Тогда он был на вершине счастья. Госпожа ди Сан Себастьяно занимала как никогда прочное место при дворе, и герцогиням пришлось всерьез считаться с нею. Она принимала живейшее участие во всех переговорах, была скорее поверенной принца, нежели его любовницей, и ни один дипломат не владел лучше нее языком крючкотворства.

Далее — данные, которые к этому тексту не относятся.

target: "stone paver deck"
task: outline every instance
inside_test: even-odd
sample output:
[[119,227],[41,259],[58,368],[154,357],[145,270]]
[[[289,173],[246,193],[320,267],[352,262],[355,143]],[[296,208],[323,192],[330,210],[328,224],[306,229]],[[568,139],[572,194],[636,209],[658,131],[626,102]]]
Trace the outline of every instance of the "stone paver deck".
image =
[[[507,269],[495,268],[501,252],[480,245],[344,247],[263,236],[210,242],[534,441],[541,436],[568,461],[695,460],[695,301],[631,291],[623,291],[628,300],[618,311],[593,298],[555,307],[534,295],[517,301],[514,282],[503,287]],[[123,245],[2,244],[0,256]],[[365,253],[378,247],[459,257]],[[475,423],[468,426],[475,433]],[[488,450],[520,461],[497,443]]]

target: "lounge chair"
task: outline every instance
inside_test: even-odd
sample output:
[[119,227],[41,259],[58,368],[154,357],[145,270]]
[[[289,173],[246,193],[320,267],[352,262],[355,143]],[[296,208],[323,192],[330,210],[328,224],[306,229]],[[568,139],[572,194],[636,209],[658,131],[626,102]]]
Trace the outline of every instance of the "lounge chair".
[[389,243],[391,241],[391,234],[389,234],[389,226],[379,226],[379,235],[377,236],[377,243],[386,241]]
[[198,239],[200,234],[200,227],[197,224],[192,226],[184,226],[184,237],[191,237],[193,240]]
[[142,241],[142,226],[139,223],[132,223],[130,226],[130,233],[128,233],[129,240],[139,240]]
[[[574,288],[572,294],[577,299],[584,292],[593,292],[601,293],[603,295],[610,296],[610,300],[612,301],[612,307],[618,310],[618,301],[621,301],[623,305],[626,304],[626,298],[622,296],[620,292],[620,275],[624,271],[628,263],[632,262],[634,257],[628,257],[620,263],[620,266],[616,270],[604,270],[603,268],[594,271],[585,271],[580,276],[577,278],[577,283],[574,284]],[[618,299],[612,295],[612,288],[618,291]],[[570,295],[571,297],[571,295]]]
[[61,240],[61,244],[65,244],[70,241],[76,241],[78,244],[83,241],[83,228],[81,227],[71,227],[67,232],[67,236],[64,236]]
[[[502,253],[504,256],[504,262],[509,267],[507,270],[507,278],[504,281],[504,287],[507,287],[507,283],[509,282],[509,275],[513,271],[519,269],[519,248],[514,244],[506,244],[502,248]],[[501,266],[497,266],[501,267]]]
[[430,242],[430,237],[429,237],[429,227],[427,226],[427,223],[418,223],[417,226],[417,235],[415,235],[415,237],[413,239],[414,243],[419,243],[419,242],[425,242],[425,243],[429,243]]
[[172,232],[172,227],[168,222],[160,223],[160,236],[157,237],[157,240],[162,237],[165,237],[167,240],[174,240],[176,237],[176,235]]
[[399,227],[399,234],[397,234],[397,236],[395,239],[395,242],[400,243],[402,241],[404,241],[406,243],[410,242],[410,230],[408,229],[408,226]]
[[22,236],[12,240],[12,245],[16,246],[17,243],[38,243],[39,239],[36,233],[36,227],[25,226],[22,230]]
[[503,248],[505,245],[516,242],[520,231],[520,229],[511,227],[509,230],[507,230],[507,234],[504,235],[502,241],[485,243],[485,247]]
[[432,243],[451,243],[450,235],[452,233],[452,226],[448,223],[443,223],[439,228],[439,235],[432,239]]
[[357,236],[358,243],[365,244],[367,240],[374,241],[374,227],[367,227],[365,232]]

Она, разумеется, прекрасно изучила своего монаршего любовника, и, как мы уже убедились, это помогло ей добиться успеха.

IV

Герцог Савойский пожелал немедленно отправиться в Палермо, чтобы короноваться там. Он оставлял в Турине своего старшего сына, принца Пьемонтского, которому помогал или, скорее, которым руководил, распорядительный совет. Герцогиня-мать умирала от желания хотя бы кончиком пальца вновь прикоснуться к власти, но Виктор Амедей уже не был прежним послушным сыном, он догадался о намерениях матери и, чтобы положить конец ее притязаниям, не дал ей возможности даже заявить о них.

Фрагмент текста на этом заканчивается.